Esta última mala práctica no es la primera vez que ocurre, puesto a que, en mayo de 2025, Kolin Koltai, investigadora del medio Bellingcat, descubrió que los usuarios solicitaban a Grok que quitara la ropa de las mujeres que aparecían en una foto, ofreciendo como respuesta una imagen de las chicas en lencería y bikini. Además, en ocasiones, el chatbot respondía con un enlace a un chat que contenía la imagen explícita.
No muy lejos de lo sucedido durante el año pasado, desde 20bits hemos visto que Grok ha vuelto a hacer lo mismo. En esta ocasión, los usuarios le piden al chatbot que quite la ropa de las chicas que aparecen en la fotografía, mostrando como resultado a las mujeres en bikini, lencería y hasta desnudas.

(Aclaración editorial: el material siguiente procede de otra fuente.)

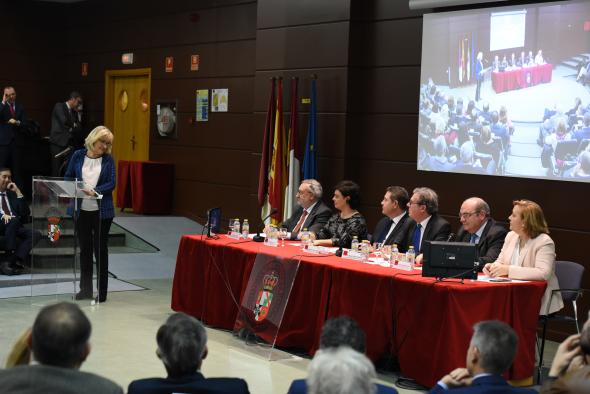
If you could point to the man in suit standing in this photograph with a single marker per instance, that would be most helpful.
(13, 122)
(428, 226)
(393, 228)
(479, 228)
(311, 213)
(65, 130)
(15, 212)
(490, 353)
(59, 341)
(182, 346)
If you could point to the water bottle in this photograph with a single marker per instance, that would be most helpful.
(411, 256)
(394, 255)
(245, 229)
(354, 245)
(305, 238)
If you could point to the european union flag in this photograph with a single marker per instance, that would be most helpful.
(310, 167)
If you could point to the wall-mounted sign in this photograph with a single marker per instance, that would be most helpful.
(194, 62)
(219, 100)
(127, 58)
(166, 119)
(169, 64)
(202, 105)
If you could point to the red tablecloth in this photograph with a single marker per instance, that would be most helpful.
(521, 77)
(426, 324)
(145, 186)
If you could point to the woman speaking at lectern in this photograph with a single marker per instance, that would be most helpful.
(95, 166)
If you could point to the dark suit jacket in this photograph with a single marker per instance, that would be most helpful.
(64, 125)
(195, 383)
(300, 387)
(314, 222)
(490, 242)
(9, 132)
(42, 379)
(492, 384)
(437, 229)
(399, 235)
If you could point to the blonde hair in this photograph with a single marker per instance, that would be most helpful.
(532, 217)
(96, 134)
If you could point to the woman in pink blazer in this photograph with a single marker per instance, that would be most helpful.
(529, 253)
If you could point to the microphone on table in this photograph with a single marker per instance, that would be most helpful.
(257, 237)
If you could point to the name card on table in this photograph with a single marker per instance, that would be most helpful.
(235, 235)
(274, 242)
(353, 255)
(317, 249)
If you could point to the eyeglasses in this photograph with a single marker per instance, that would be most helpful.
(465, 215)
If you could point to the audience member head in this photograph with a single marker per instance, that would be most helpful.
(395, 201)
(440, 146)
(74, 99)
(182, 345)
(309, 192)
(492, 348)
(467, 152)
(422, 204)
(486, 134)
(347, 192)
(527, 219)
(60, 336)
(342, 331)
(99, 135)
(341, 370)
(473, 214)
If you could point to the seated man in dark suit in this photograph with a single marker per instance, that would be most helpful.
(182, 346)
(393, 229)
(490, 354)
(15, 212)
(427, 226)
(479, 228)
(311, 213)
(340, 332)
(59, 342)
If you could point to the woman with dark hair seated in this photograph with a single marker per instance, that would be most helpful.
(346, 224)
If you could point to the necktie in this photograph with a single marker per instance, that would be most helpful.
(383, 234)
(300, 222)
(5, 208)
(416, 238)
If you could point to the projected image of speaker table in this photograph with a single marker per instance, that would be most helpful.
(503, 91)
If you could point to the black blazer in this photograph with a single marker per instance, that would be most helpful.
(315, 221)
(490, 242)
(9, 132)
(437, 229)
(64, 125)
(195, 383)
(399, 235)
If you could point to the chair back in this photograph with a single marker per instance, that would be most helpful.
(569, 275)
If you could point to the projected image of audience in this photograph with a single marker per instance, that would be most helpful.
(506, 91)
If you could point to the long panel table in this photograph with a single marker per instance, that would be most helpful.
(521, 77)
(425, 324)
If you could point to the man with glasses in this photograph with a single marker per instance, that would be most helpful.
(393, 228)
(428, 226)
(479, 228)
(311, 212)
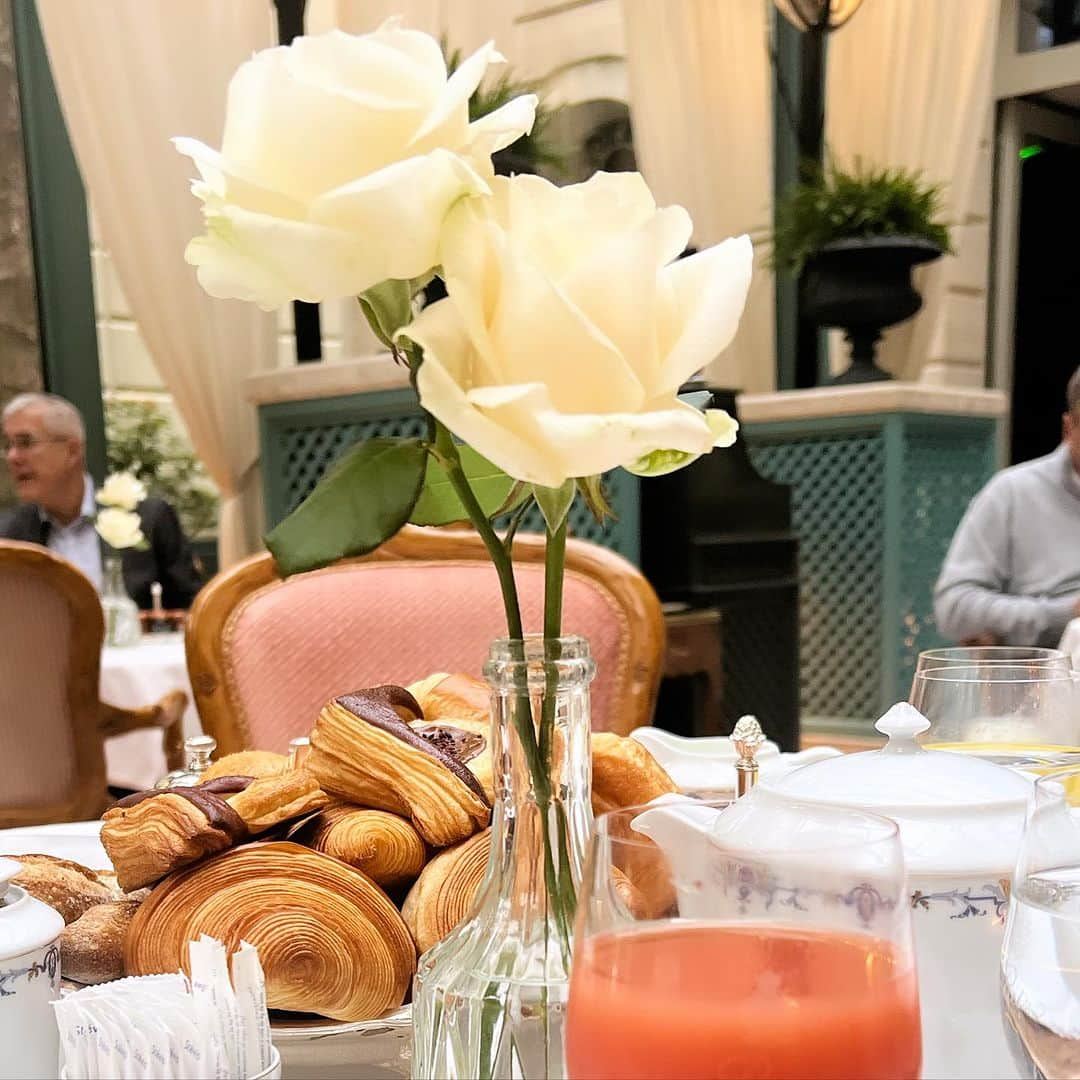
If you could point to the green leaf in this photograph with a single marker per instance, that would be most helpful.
(362, 501)
(554, 502)
(595, 496)
(388, 307)
(439, 503)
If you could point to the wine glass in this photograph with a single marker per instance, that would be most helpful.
(1040, 958)
(964, 656)
(764, 939)
(1022, 715)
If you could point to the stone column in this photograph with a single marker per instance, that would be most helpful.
(19, 349)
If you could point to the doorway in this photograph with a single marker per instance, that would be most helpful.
(1039, 280)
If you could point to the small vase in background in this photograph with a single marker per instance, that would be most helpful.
(121, 613)
(489, 1000)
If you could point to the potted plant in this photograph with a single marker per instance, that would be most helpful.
(852, 239)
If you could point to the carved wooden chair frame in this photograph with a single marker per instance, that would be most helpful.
(219, 604)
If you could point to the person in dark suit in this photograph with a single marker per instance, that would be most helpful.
(44, 446)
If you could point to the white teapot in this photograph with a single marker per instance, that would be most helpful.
(960, 823)
(29, 981)
(706, 766)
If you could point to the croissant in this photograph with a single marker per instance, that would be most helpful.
(624, 773)
(387, 848)
(445, 890)
(151, 834)
(247, 763)
(329, 940)
(364, 752)
(463, 703)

No obstante, si bien es cierto que, en alguna ocasión, Grok pide una verificación de edad para ver el resultado, en otras aparece la foto tal cual, como se puede observar en las capturas de pantalla.
Por otro lado, 20bits ha podido comprobar que algunos usuarios piden que la IA desnude a chicas, pero hay otros quiénes lo ven como una mala práctica porque se están vulnerando los derechos de las personas.
¿Por qué Grok es capaz de desnudar a mujeres?
Clare McGlynn, profesora de Derecho de la Universidad de Durham (inglaterra), explica al diario Cointeeth que Grok no desnuda a personas reales, sino que crea imágenes completamente ficticias mediante modelos de IA generativos que están entrenados para reconocer patrones del cuerpo humano con el fin de recrearlos de forma artificial, como pasó con Taylor Swift.
Sin embargo, como hemos mencionado anteriormente, el debate va más allá de lo técnico y se centra en las implicaciones éticas y legales de este tipo de usos. La generación de desnudos no consentidos, aunque sean falsos, puede vulnerar la privacidad y convertirse en una forma de acoso digital, motivo por el que muchas plataformas de IA prohíben explícitamente estas prácticas. Por ende, el caso de Grok reabre la discusión sobre los límites que deben imponerse a las inteligencias artificiales y la responsabilidad de las empresas tecnológicas a la hora de evitar abusos.